Tom stares at my Valeska Building Services shirt and I think he bursts a blood vessel. Or chokes himself. Something instant and painful. It’s a huge fluorescent polo in a fabric blend I don’t really care for. It’s unbuttoned at the neck and the top of my bra is showing. This bra is a ten on the Richter scale. I am a bad person. As he watches, I gather the hem and knot it at my hip.

“Looks fine,” Tom says robotically, but I’m honestly surprised he doesn’t just walk over, pick me up over his shoulder, and carry me out.

“Who’s Chris?” Jamie hates being out of the loop. “Why’s he arriving in fifteen?”

I hand the second mug I’m holding to Tom. “He’s reinforcing the foundation on the downhill-slope side. And he’s late.

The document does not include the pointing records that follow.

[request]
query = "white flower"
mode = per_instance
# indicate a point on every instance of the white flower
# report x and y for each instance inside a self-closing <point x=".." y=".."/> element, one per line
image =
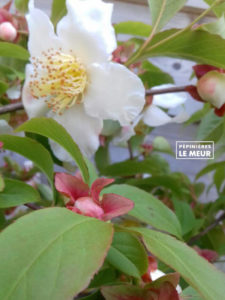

I told him to bring us doughnuts to apologize for his poor time management.”

“I need that so bad,” Jamie tells Tom with a slight tremor in his voice. He holds out two fingers for the coffee mug. “Gimme.”

Sugar is my blood type; caffeine is Jamie’s. It’s the crutch that keeps him upright and functioning. Tom just takes a sip in response. High five.

Jamie huffs. “Where’d you get that?”

“She has a coffeepot in her bedroom,” Tom says, then freezes like he’s busted.

“Okay, thirty seconds.” Jamie makes a beeline to the back door. “There’d better be a third mug.”